Korea Płn nie chce wrócić do 6-stronnych rokowań atomowych

Polska Agencja Prasowa SA
opublikowano: 2006-03-08 06:48

Korea Płn nie powróci do sześciostronnych rokowań na temat jej programu jądrowego, o ile USA nie przerwą  sankcji finansowych wobec aktywów północnokoreańskich - zapowiedział wysoki rangą przedstawicielPhenianu, cytowany w nocy z wtorku na środę przez agencję  Kyodo.

Korea Płn nie powróci do sześciostronnych rokowań na temat jej programu jądrowego, o ile USA nie przerwą  sankcji finansowych wobec aktywów północnokoreańskich - zapowiedział wysoki rangą przedstawicielPhenianu, cytowany w nocy z wtorku na środę przez agencję  Kyodo.

    "Pod  taką presją nie możemy powrócić do sześciostronnych rozmów.  Nasze stanowisko nie zmieniło się" - powiedział japońskiej agencji we wtorek w Nowym Jorku, po zakończeniu trzygodzinnego spotkania ze stroną amerykańską,   Ri Gun, szef  delegacji północnokoreańskiej na to spotkanie. Jest on zastępcą głownego negocjatora KRLD i zarazem dyrektorem departamentu amerykańskiego w północnokoreańskim MSZ.

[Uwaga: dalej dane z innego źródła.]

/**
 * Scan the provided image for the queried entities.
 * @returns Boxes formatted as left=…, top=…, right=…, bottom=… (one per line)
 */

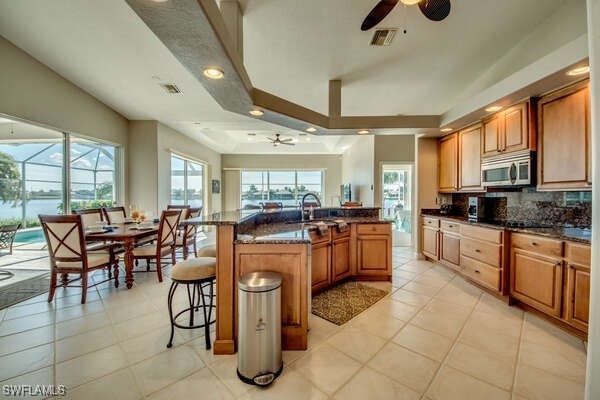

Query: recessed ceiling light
left=485, top=106, right=502, bottom=112
left=204, top=67, right=223, bottom=79
left=567, top=65, right=590, bottom=76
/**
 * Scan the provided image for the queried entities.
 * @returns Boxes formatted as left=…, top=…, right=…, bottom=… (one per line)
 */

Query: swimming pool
left=15, top=228, right=46, bottom=243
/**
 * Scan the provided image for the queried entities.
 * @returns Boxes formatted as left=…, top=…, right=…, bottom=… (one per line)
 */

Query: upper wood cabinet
left=439, top=132, right=458, bottom=193
left=538, top=82, right=592, bottom=190
left=458, top=124, right=483, bottom=192
left=481, top=102, right=535, bottom=157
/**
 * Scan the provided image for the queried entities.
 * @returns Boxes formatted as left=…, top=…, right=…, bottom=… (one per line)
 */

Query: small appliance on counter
left=467, top=197, right=485, bottom=221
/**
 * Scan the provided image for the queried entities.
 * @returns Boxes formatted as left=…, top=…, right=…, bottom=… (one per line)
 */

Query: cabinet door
left=502, top=103, right=529, bottom=153
left=440, top=232, right=460, bottom=271
left=510, top=248, right=563, bottom=317
left=538, top=86, right=591, bottom=189
left=311, top=243, right=331, bottom=293
left=458, top=124, right=483, bottom=191
left=439, top=133, right=458, bottom=193
left=481, top=114, right=502, bottom=157
left=331, top=237, right=351, bottom=283
left=357, top=235, right=392, bottom=275
left=423, top=226, right=439, bottom=260
left=565, top=264, right=590, bottom=332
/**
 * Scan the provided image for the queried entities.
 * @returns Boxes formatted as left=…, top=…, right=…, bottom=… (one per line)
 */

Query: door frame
left=377, top=161, right=418, bottom=249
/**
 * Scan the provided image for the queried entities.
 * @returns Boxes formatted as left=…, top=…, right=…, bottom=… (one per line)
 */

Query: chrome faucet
left=300, top=192, right=321, bottom=222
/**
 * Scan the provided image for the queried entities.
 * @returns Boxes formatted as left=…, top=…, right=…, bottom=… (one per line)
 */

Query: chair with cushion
left=176, top=207, right=202, bottom=260
left=167, top=257, right=217, bottom=350
left=39, top=215, right=119, bottom=304
left=102, top=206, right=127, bottom=224
left=133, top=210, right=181, bottom=282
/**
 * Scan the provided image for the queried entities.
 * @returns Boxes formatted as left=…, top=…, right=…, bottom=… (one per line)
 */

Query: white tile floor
left=0, top=248, right=586, bottom=400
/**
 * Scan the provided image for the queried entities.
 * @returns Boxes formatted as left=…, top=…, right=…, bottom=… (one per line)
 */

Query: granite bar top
left=421, top=210, right=592, bottom=244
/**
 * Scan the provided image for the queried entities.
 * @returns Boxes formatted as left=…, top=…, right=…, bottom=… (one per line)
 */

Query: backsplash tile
left=452, top=188, right=592, bottom=227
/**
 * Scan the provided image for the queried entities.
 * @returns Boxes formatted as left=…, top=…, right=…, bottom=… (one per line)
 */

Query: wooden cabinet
left=439, top=132, right=458, bottom=193
left=331, top=231, right=352, bottom=283
left=538, top=82, right=592, bottom=190
left=356, top=224, right=392, bottom=277
left=481, top=102, right=535, bottom=157
left=458, top=124, right=483, bottom=192
left=460, top=224, right=506, bottom=294
left=311, top=241, right=331, bottom=293
left=510, top=247, right=563, bottom=317
left=421, top=217, right=440, bottom=260
left=564, top=242, right=591, bottom=332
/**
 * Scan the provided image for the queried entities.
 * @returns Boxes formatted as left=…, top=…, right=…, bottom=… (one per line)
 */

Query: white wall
left=342, top=135, right=375, bottom=207
left=585, top=0, right=600, bottom=400
left=222, top=154, right=342, bottom=210
left=156, top=123, right=221, bottom=214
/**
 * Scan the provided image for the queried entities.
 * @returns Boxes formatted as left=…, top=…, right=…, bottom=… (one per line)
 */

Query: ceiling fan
left=267, top=133, right=295, bottom=147
left=360, top=0, right=450, bottom=31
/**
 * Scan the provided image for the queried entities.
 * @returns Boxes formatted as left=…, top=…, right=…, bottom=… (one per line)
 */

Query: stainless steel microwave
left=481, top=153, right=534, bottom=187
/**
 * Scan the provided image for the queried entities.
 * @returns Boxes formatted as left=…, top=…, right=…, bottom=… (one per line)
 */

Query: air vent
left=371, top=28, right=398, bottom=46
left=160, top=83, right=181, bottom=94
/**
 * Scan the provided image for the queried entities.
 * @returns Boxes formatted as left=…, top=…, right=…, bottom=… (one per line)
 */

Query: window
left=171, top=155, right=204, bottom=207
left=0, top=119, right=120, bottom=227
left=240, top=170, right=324, bottom=208
left=69, top=136, right=117, bottom=210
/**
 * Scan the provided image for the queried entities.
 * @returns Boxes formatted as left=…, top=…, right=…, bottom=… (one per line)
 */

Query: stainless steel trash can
left=237, top=272, right=283, bottom=386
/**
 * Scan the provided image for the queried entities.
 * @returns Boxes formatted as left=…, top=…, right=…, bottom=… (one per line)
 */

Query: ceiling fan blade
left=360, top=0, right=399, bottom=31
left=419, top=0, right=451, bottom=21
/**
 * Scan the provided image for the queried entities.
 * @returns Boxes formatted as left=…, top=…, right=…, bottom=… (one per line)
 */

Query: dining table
left=85, top=223, right=158, bottom=289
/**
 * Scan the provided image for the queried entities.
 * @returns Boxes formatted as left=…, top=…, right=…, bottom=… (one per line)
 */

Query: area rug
left=312, top=282, right=387, bottom=325
left=0, top=270, right=50, bottom=310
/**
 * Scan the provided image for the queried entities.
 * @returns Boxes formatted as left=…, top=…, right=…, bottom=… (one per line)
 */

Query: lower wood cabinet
left=423, top=226, right=439, bottom=260
left=510, top=247, right=563, bottom=317
left=564, top=242, right=591, bottom=332
left=331, top=235, right=352, bottom=283
left=311, top=242, right=331, bottom=293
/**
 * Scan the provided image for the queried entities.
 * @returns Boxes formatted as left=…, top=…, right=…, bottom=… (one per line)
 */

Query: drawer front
left=310, top=229, right=331, bottom=244
left=460, top=256, right=502, bottom=290
left=423, top=217, right=440, bottom=228
left=356, top=224, right=392, bottom=235
left=565, top=242, right=592, bottom=266
left=440, top=220, right=460, bottom=233
left=460, top=224, right=504, bottom=244
left=510, top=233, right=563, bottom=257
left=460, top=237, right=502, bottom=267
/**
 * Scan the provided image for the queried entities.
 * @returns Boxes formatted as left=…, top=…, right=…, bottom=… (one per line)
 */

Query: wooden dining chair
left=175, top=207, right=202, bottom=260
left=133, top=210, right=181, bottom=282
left=102, top=206, right=127, bottom=224
left=39, top=214, right=119, bottom=304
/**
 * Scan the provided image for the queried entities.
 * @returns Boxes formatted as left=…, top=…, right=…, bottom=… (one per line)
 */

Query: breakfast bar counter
left=181, top=208, right=391, bottom=354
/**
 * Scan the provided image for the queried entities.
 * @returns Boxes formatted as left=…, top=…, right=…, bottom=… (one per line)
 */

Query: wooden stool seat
left=167, top=257, right=217, bottom=350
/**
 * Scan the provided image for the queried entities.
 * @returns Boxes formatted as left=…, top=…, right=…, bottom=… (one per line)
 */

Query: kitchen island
left=182, top=207, right=392, bottom=354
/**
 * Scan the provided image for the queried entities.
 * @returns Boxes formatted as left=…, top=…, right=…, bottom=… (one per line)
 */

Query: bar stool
left=167, top=257, right=217, bottom=350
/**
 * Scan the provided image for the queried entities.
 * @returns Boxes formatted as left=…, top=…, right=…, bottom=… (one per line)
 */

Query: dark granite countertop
left=421, top=210, right=592, bottom=244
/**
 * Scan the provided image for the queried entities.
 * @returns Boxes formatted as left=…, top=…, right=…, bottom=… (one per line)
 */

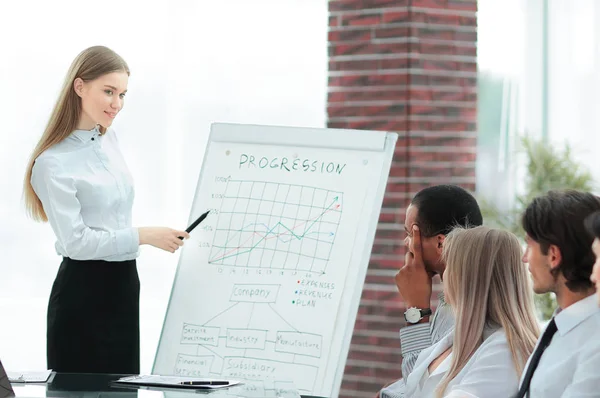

    Sześciostronne rokowania na temat programu atomowego KRLD, z udziałem obu państw  koreańskich, USA, Rosji, Chin i Japonii, zostały przerwane w listopadzie. Do tego czasu odbyło się w stolicy Chin Pekinie pięć rund negocjacyjnych, które jednak nie przyniosły rezultatu.

    W trakcie trwających od ok. trzech lat rokowań USA i ich sojusznicy starają się nakłonić Phenian do rezygnacji zniezależnego programu zbrojeń jądrowych w zamian za gwarancje bezpieczeństwa i obietnice pomocy gospodarczej.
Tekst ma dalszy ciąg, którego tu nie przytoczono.